Ins 2.80(4)(b)3.3. For durations in the first segment, X % of the select mortality factors in the tables at pages 18 through 35 of the national association of insurance commissioners valuation of life insurance policies model regulation updated and published by the national association of insurance commissioners model regulation service in April 1999, subject to all of the following: Ins 2.80(4)(b)3.a.a. X may vary by policy year, policy form, underwriting classification, issue age, or any other policy factor expected to affect mortality experience.
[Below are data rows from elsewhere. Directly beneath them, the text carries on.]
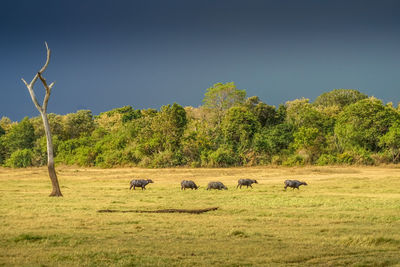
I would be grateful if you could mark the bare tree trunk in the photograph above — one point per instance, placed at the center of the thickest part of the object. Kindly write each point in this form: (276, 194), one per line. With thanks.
(56, 192)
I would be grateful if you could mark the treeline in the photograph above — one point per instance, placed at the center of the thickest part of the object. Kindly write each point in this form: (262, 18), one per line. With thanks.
(342, 126)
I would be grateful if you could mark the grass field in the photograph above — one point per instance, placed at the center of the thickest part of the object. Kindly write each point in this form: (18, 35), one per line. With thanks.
(345, 216)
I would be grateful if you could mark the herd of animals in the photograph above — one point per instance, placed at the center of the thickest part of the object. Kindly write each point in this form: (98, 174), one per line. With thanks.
(188, 184)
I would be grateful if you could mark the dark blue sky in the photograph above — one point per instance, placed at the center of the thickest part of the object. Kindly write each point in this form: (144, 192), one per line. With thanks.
(148, 53)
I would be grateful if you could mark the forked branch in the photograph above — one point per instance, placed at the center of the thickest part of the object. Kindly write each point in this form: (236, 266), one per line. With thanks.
(47, 87)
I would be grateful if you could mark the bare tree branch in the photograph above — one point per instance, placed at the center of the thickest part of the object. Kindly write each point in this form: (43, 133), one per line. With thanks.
(48, 91)
(33, 96)
(41, 70)
(50, 153)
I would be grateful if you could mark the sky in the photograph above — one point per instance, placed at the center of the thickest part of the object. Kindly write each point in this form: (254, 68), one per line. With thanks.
(149, 53)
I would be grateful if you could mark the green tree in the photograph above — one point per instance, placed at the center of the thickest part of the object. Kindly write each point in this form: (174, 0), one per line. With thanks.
(391, 141)
(301, 113)
(267, 115)
(274, 139)
(339, 97)
(362, 124)
(310, 141)
(78, 124)
(221, 97)
(20, 136)
(239, 126)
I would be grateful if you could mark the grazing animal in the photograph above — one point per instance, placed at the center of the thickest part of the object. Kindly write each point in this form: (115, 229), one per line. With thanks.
(188, 184)
(246, 182)
(294, 184)
(216, 185)
(140, 183)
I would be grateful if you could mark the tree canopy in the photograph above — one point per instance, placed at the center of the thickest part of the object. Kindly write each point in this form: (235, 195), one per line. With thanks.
(340, 127)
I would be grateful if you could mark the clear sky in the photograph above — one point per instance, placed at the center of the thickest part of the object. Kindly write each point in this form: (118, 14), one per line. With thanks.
(149, 53)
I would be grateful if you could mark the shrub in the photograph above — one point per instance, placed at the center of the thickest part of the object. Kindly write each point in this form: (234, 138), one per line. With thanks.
(326, 159)
(20, 159)
(223, 157)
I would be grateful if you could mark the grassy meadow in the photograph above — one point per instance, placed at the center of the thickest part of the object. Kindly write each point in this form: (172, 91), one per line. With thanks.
(345, 216)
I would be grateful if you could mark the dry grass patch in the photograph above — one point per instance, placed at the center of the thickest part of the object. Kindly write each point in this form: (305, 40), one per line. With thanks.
(345, 216)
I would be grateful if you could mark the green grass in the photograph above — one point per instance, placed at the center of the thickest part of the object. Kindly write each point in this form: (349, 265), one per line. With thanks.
(344, 217)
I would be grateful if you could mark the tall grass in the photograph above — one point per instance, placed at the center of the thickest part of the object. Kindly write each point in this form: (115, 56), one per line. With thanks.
(345, 216)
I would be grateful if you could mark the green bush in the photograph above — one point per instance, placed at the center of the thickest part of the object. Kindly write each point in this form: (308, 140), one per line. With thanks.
(223, 157)
(20, 158)
(326, 159)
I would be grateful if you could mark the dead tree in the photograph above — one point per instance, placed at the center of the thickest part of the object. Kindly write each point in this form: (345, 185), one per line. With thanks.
(56, 192)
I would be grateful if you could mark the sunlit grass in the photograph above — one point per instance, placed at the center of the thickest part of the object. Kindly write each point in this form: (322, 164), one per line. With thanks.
(345, 216)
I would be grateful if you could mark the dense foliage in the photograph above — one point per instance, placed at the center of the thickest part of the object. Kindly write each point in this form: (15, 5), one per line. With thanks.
(342, 126)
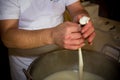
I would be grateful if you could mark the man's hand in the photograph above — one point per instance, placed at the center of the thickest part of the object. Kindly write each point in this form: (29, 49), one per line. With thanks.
(67, 35)
(88, 31)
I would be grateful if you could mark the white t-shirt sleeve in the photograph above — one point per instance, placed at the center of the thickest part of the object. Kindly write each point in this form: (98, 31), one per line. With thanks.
(68, 2)
(9, 9)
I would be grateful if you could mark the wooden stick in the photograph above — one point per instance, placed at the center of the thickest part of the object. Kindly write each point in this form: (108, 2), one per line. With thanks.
(80, 65)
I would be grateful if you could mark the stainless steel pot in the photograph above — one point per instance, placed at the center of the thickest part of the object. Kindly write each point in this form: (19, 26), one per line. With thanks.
(55, 61)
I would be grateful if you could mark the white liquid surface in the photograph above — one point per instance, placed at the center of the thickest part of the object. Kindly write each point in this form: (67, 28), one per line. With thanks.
(72, 75)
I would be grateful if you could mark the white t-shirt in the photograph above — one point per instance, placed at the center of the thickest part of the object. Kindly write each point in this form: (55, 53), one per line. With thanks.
(32, 15)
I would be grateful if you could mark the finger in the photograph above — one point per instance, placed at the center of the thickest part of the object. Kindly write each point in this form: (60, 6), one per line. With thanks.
(74, 42)
(73, 28)
(88, 32)
(86, 27)
(74, 47)
(91, 37)
(76, 35)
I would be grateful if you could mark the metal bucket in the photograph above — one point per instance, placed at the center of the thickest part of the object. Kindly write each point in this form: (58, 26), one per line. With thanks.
(60, 60)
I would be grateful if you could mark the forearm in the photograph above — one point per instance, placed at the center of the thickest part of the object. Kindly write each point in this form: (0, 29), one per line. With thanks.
(25, 39)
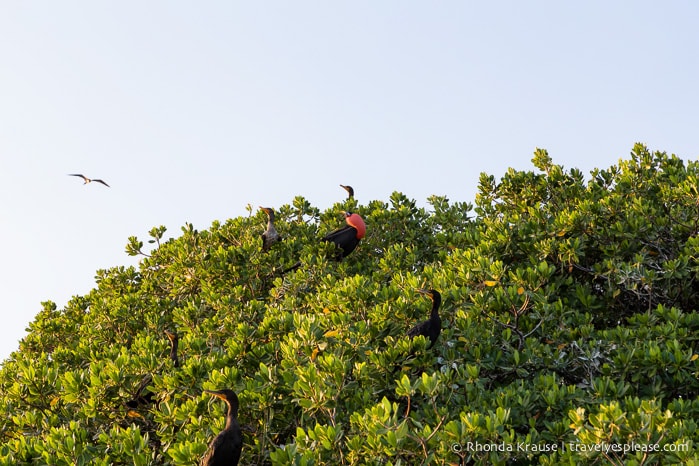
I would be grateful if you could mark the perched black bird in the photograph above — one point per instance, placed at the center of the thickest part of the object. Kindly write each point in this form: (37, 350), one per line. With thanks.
(348, 237)
(432, 327)
(88, 180)
(350, 191)
(174, 341)
(226, 447)
(270, 236)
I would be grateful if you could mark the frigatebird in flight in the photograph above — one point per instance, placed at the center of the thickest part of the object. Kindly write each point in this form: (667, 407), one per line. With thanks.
(88, 180)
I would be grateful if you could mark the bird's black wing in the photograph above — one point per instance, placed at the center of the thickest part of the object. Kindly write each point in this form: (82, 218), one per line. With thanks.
(420, 329)
(345, 238)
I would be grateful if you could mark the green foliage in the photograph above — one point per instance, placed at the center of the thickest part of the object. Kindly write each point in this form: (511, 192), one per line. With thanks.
(569, 334)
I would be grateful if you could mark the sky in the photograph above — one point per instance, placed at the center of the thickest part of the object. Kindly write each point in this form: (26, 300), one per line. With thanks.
(192, 111)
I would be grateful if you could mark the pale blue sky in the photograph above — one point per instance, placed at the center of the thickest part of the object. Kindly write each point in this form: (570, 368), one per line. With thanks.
(192, 110)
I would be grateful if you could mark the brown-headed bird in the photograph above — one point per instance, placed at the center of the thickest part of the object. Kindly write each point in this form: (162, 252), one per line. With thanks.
(348, 237)
(350, 191)
(88, 180)
(226, 446)
(270, 236)
(432, 327)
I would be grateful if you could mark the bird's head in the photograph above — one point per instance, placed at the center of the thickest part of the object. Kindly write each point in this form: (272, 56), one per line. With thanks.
(356, 221)
(433, 294)
(171, 336)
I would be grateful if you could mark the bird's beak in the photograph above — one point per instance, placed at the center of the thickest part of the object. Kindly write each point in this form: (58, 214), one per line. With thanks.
(215, 393)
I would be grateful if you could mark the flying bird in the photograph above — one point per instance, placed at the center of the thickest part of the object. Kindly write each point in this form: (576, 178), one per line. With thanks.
(350, 191)
(432, 327)
(88, 180)
(270, 236)
(226, 447)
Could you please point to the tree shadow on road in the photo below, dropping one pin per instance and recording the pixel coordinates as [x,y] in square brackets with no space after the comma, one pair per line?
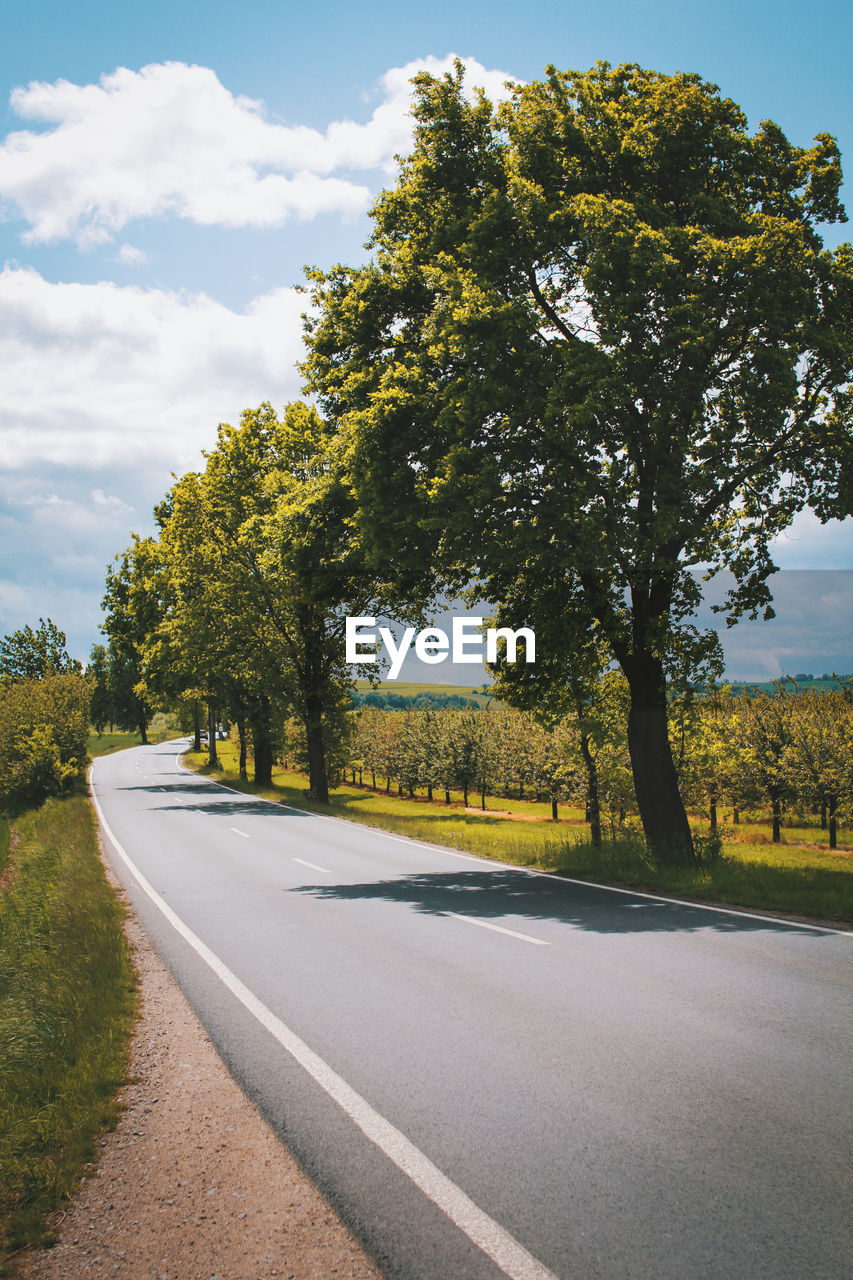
[510,895]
Ins 2.80(4)(b)3.d.d. X is such that, when using the valuation interest rate used for basic reserves, the actuarial present value of future death benefits calculated using the mortality rates resulting from the application of X is greater than or equal to the actuarial present value of future death benefits calculated using anticipated mortality experience without recognition of mortality improvement beyond the valuation date. Ins 2.80(4)(b)3.e.e. X is such that the mortality rates resulting from the application of X are at least as great as the anticipated mortality experience, without recognition of mortality improvement beyond the valuation date, in each of the first 5 years after the valuation date. Ins 2.80(4)(b)3.f.f. The appointed actuary shall increase X at any valuation date where it is necessary to continue to meet all the requirements of this subdivision. Ins 2.80(4)(b)3.g.g. The appointed actuary may decrease X at any valuation date as long as X continues to meet all the requirements of this subdivision.